Luke Persola 2021-09-04 17:59:41

So we already store tensors in RAM and perform various operations on them. You said software not hardware, so is the difference here that the abstraction between the 1D (flattened) data and its higher dimensional form is provided at a lower level in the software?

Nick Smith 2021-09-04 22:42:41

I mean the assembly language of the hardware should be phrased in terms of operations on tensors. 🙂 The programmer should not be concerned with whether the tensor is ultimately flattened into a linear array of SRAM or DRAM cells. (In AI hardware, they definitely won’t be.)

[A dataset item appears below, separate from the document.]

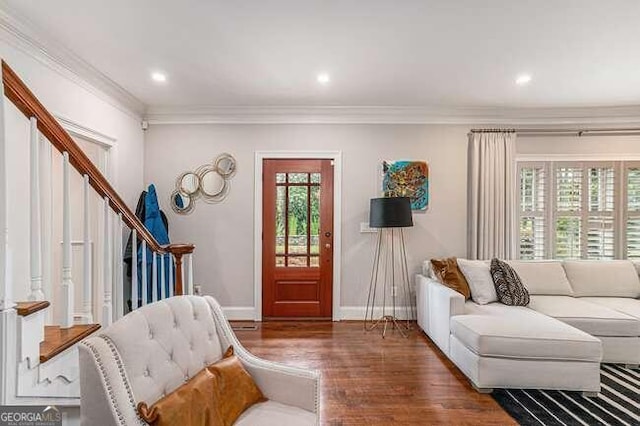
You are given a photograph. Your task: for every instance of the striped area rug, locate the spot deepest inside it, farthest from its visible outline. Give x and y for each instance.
(617, 404)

Nick Smith 2021-09-04 22:45:36

My goal with this post is just to get people thinking a little differently about the memory model upon which a programming language is built. Tensor-based memory models are about to become mainstream (next 5 years) thanks to the AI boom. Could lead to some exciting new paradigms of programming.

Nick Smith 2021-09-04 22:51:16

Here’s a challenge for everyone: when you visualise the act of “allocating memory”, what do you see? If you see a big linear chunk that you can address with a pointer, then maybe you’re trapped in 1-dimensional thinking. I certainly was/am.

Denny Vrandečić 2021-09-05 01:48:03

How's your memory mostly zeros? If it is, you should use smaller machines. I think the idea that RAM is similar to a sparse vector is often not right. At least not if you use Chrome for browsing.

Nick Smith 2021-09-05 01:53:38

I’m referring to virtual memory (i.e. what apps see). I guarantee you that your 64-bits of virtual memory are mostly zeroes! And with a paging system, you can write across vast swathes of the memory whilst only consuming physical resources for the pages you actually touch. That’s what I mean when I describe linear memory as a sparse vector.

Nick Smith 2021-09-05 02:00:42

Now imagine what it would be like to have a memory model where your memory is sparse at the byte-level, and is multidimensional, and you can have multiple memories and perform massively-parallel operations (such as aggregations) over them. This is what sparse tensors are.

Konrad Hinsen 2021-09-05 08:04:00

N-dimensional arrays as a fundamental data representation? That's an idea that has been around since the days of Fortran and APL. The 1960s. Efficient parallelization has been investigated as well, with today's Fortran containing very good support, though it's less automatic / miraculous than people tend to expect.

Konrad Hinsen 2021-09-05 08:05:26

BTW, I avoid calling N-dimensional arrays tensors because a tensor for me is a algebraic and geometric object, not a data structure: https://en.wikipedia.org/wiki/Tensor

Nick Smith 2021-09-05 08:47:51

Does Fortran handle large and high-dimensional (10000x10000x10000x...) sparse tensors, though? That's the main enabler of a lot of interesting applications. Tenstorrent handles sparse tensors completely in hardware; as a programmer you work with them as if they were dense. For context: if you multiply a pair of 99% sparse tensors using a dense multiplication algorithm, you’re doing 10000x more work than you need to (repeatedly multiplying by 0). In general, the asymptotic complexity is different.

Nick Smith 2021-09-05 08:50:33

I'm aware of the more "mathematical" definition of tensor. But I believe the difference is just that the array representation is what you get once you've chosen a basis. You can also talk about tensors without reference to any basis.

Konrad Hinsen 2021-09-05 18:48:35

Fortran doesn't support sparse arrays as a language feature, but library support has been around for decades, getting better all the time.

As for the tensor, yes, once you pick a basis, you get an array representation. But the whole point of tensor algebra and tensor analysis is that the tensor has a meaning (and properties) independent of the choice of a basis.